Tech Draft: F1 Cost Cap, inflation, Force Majeure, and escalation

Tech Draft: F1 Cost Cap escalation, inflation and Force Majeure

Tech Draft: F1 Cost Cap, inflation, Force Majeure, and escalation

Red Bull Racing boss Christian Horner has been making noise in the media recently about the Formula 1 financial cost cap needing escalation due to inflation, using terms such as Force Majeure.

Horner even suggested the possibility of a Championship being decided in a court of law if the provisional victor had overspent.

Even though my instinctive reaction to reading Horner’s most recent gripes on this matter was that it was just another whinge attempting to sway the FIA’s perspective on the matter and be able to spend more money to maintain some sort of competitive advantage, my naivety about the F1 financial regulations before I started writing this piece forced me to look further into them, but the further I got, the more confused it made me.

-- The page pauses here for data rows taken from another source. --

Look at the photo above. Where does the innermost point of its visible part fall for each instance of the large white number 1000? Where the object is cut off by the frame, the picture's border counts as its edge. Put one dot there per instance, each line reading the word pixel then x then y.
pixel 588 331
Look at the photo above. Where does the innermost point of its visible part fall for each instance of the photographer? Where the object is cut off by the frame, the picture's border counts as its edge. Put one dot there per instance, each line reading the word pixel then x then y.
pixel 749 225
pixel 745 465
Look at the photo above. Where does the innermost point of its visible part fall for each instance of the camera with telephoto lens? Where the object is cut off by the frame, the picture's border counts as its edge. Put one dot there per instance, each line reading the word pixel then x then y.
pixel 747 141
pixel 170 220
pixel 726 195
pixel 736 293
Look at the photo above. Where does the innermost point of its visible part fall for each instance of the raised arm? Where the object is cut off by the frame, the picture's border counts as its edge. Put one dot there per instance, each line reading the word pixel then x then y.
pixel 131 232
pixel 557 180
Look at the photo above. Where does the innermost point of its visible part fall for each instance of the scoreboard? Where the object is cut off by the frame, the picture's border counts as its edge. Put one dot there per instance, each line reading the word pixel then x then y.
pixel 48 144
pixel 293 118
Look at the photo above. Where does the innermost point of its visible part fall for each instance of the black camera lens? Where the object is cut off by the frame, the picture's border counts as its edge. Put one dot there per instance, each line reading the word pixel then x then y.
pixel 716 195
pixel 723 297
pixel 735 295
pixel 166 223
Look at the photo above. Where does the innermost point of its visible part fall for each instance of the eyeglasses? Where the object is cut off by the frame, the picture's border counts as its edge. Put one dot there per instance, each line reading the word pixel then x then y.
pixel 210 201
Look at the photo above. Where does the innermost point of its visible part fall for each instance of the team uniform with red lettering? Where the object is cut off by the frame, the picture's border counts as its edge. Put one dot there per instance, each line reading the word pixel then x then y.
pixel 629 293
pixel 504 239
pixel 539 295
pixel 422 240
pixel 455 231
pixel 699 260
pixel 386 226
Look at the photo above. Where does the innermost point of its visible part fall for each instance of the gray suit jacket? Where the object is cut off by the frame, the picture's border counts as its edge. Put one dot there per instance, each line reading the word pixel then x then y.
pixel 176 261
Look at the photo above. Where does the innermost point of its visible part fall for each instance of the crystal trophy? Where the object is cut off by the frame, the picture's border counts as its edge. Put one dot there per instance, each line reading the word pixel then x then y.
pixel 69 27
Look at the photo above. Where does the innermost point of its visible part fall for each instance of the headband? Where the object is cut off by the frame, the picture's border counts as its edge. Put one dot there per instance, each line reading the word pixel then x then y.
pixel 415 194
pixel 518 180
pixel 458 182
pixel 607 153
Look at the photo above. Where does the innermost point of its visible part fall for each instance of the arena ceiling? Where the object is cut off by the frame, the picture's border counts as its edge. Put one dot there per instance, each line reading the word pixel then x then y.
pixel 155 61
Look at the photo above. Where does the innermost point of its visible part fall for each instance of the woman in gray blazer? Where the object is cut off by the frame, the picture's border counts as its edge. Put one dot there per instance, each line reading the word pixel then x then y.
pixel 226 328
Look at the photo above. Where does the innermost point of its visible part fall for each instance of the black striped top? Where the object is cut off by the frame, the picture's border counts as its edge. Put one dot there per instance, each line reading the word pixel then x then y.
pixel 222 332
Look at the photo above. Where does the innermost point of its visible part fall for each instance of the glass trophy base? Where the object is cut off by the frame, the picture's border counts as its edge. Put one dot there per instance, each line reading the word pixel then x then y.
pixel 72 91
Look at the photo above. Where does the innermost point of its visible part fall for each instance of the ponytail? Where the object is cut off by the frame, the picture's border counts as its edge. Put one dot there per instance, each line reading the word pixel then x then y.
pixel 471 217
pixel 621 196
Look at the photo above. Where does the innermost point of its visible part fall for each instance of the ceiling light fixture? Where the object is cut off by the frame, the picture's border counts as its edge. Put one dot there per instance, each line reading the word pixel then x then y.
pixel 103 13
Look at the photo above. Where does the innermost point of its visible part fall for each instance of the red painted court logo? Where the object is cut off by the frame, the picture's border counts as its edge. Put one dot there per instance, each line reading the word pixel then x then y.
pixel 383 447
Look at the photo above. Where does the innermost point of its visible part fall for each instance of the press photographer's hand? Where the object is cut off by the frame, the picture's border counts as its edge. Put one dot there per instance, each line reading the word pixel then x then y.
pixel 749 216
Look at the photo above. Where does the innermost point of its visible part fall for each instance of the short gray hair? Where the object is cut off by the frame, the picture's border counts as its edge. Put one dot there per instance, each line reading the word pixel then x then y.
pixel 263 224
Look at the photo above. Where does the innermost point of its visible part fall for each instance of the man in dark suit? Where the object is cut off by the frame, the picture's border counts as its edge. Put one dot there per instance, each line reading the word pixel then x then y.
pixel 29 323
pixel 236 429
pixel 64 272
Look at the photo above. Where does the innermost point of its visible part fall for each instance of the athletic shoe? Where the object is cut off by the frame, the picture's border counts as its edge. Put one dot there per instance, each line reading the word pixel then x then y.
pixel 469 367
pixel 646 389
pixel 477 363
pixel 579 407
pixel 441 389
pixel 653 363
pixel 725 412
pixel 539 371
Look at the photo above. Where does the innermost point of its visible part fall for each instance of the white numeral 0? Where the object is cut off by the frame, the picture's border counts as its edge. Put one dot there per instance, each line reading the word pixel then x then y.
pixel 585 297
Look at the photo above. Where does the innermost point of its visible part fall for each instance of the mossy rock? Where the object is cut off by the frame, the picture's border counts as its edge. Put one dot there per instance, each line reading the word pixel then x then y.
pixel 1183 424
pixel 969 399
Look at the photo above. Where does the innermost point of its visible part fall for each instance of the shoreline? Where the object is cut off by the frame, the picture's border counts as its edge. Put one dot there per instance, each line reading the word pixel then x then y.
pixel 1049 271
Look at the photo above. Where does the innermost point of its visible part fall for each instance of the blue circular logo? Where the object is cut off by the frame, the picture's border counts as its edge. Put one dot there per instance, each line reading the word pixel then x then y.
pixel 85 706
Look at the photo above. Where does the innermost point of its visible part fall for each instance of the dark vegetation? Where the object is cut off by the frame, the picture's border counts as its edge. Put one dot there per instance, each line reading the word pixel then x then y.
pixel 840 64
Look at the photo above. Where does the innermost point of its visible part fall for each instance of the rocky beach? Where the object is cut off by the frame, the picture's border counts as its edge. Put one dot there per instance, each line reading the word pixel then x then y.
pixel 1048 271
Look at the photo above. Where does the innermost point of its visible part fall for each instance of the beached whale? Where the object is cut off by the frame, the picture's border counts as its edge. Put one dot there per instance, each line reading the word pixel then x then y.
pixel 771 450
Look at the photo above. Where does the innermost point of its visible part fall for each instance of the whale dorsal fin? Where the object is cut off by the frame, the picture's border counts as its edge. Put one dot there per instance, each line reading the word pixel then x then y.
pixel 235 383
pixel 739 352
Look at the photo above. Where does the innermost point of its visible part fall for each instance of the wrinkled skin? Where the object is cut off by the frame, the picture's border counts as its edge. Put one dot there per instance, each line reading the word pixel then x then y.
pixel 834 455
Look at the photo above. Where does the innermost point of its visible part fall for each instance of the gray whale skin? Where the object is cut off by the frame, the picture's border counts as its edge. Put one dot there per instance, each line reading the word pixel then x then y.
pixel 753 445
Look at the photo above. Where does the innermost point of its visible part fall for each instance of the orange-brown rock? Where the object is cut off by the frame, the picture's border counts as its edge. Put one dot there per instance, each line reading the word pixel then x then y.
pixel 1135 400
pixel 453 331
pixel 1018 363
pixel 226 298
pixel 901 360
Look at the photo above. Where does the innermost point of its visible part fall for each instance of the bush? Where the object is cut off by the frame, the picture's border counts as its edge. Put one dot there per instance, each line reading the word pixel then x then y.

2022 Formula 1 Financial Regulations Issue 10

Section 8.16 of the current revision of the 2022 F1 Financial Regulations lists examples of what might be considered acceptable mitigating factors to an overspend breach:

8.16 Examples of mitigating factors include:

(a) voluntary disclosure of a breach to the Cost Cap Administration;
(b) track record of compliance with these Financial Regulations in previous Reporting
Periods;
(c) unforeseen Force Majeure Events; and
(d) full and unfettered co-operation with the Cost Cap Administration and/or the
Independent Audit Firm appointed by the Cost Cap Administration.

Inflation is upon us right across the globe and our cost of living has and still is rising, and so are the operating costs of all F1 teams. There is no doubt that it causes hardship for everyone.

Nevertheless, and going to the point of Force Majeure that has been made by Horner, most courts of law will limit Force Majeure to obligations that are judged impossible to perform, and as I understand it, economic difficulty is generally not a sufficient reason for a court to deem it so.

Quite simply, you will be hard pressed to find a court of law in western civilization that will accept inflation as Force Majeure, and there are dozens and dozens of precedents to justify that statement.

〖MS〗_Adj=MS × (X + Y×L/Lo + Z×M/Mo)

What is this equation, and why have I included it?

It is a commercial fixed price escalation mechanism, and quite simply it is the one important thing missing from Section 8.16.

It’s what Horner, and all F1 Team Principles should be asking for, or more to the point should have been asking for when the regulations were in draft form and is a form of indexation escalation for a commercial Fixed Price Contract.

F1 Financial Regulation Cost Cap can be precisely likened to a Fixed Price Contract

The use of the word ‘Fixed’ in the name of this type of contract can be initially confusing, but the reality is that any Fixed Price Contract that will stand up in court will usually include an escalation mechanism that ties the contract price, in our example the cost cap, to a base date, and in this case it would be January 1, 2022, and published material and labour indices that escalate that price by the mechanism when certain ‘IF’ criteria are met in the calculation.

To me it seems either amateurish or deceitful that the FIA failed to provide an escalation mechanism to a fixed cost cap, but also amateurish that the teams seemingly failed to identify the fact and have it addressed before ever signing on to it.

I would have thought that at least the better funded teams would have access to high quality commercial law resources, and probably even on-staff.

What does all this mean then?

I can only suppose that, in making statements to the media about courts of law and implying inflation as valid Force Majeure, Horner didn’t seek advice from the company barrister because the chances of that holding are very slim.

However, maybe there is legal recourse to the teams by the mere fact that there was seemingly no contractual provision for a conditional and indexed escalation mechanism to what is indeed a fixed price.

Once again, this is only a supposition, and one can only conclude that any legal challenge to the validity of the Financial Regulation Cost Cap based on the lack of provision of an escalation mechanism would be a very protracted process.

At the very least though, if I were a Team Principle, I’d be collaborating with my peers to ensure that the 2023 Financial Regulations do indeed include a conditional and indexed escalation mechanism, because the reality is that inflation is going to stick around for a bit longer yet.